This post lightly spoils that movie.

The cast of Mad Max: Fury Road. OK, no, it's actually some of the victorious US women's soccer team.

My partner and I watched Mad Max: Fury Road at the ol’ Island Cinema 10 in Middletown late last month. While delegated to a small theater, the weeks-old movie still managed to draw a crowd, surprising both of us, who imagined that it would be gone by the time I returned from Salt Lake City. Though I definitely would have liked it more had I (impossibly, given my delay) known nothing about it, it still managed to pleasantly surprise me.

The immediately iconic flamethrower-guitar guy to one side, Charlize Theron’s performance as the one-armed wasteland badass Imperator Furiosa set the whole of my Twitter timeline ablaze as soon as the movie came out, as did the fact that the good-guy adventuring party comprises almost entirely women. But for a handful of friends for whom the film’s portrayal of disabled or deformed bodies didn’t sit well, praise seemed alarmingly strong and universal among my social-media bubble, taking me by surprise.

Indeed, when the already mostly female team allies with a gang of leather-tough veterans before the last act, the film presents their all being older ladies quite matter-of-factly; no characters stand agog at the reveal. Among the film’s many heroic characters, the titular Max and the squirrelly “war boy” Nux almost seem like token men among the final ensemble, and for an action movie that isn’t specifically about the fact it mostly stars women — the title literally obscures this, naming the picture after a dude — that does seem quite remarkable.

I avoided reading reviews, and as my timeline did tend to restrict the target of its Mad Max ravings to Furiosa, the women as a whole, and the guitar guy (in order of descending intensity), so I did manage to stay unspoiled for much of the film’s specifics. And somehow, through all that friendly hype, I missed the fact that Furiosa inarguably holds the protagonist role, even though Max keeps the title. More generally, I expected here is the next chapter in the Mad Max Saga, and it was not that at all. Fury Road instead presents a low-key, self-contained episodic side-story from the Mad Max world.

The title character is meant to be the same fellow most famously portrayed in decades past by Mel Gibson. Tom Hardy wears him quite differently than I recall from the past films, not as a picture of virile action heroics but as a mumbling, shattered wreck (of action heroics). His brain wriggling with confused PTSD to the point of constant hallucination, he has no ability to lead a story any more, and — mercifully — the movie doesn’t expect him to. He instead gets to play in Furiosa’s D&D party for a while as extra muscle, and receives one chance to critically nudge the plot at the start of the last act.
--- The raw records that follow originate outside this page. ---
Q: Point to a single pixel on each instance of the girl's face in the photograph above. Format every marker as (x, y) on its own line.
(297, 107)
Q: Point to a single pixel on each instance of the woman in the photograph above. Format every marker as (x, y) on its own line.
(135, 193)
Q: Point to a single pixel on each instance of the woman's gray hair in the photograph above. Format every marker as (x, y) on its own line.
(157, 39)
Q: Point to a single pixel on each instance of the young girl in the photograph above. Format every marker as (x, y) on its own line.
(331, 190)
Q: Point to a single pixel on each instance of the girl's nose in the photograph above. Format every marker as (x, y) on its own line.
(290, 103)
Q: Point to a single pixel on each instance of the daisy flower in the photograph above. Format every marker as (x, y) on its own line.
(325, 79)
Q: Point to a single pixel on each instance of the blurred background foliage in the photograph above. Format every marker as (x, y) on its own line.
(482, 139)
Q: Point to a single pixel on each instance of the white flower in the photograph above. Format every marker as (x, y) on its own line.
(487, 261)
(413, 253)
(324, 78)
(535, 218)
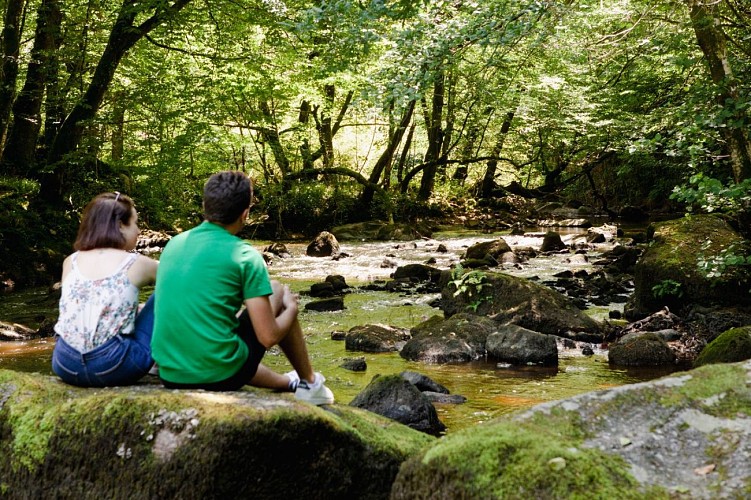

He pleads with Furiosa, having just lost per Plan A, not to resign her band into wasteland desperados, knowing that they’d all just end up like him: a survivor hollowed out by all his own sequels. Furiosa agrees, and takes back the wheel for an audacious Plan-B return home in glory.

The movie’s all about her, from end to end, but it’s about Max too insofar as: here’s what Max got up to on Tuesday. He says goodbye to the newly enthroned Furiosa and vanishes into the crowd at the end, doomed to have more adventures in the world named after him, whether or not they actually manage to get filmed.

Fury Road’s plot is quite simple. With a shorter runtime and a smaller budget, it would have fit as a notable episode in a notional Mad Max TV series about the wanderings of this unfazeable but broken man — his own character-development days long behind him — through the post-nuclear wasteland and the strange and amazing stories he passes through. For all of its many minutes of sky-high explosions among utterly ludicrous spiky-wheeled war-truck convoy chases, this movie expresses a surprising sort of humility among summertime Hollywood action-flick output. I’d like to see more things like it.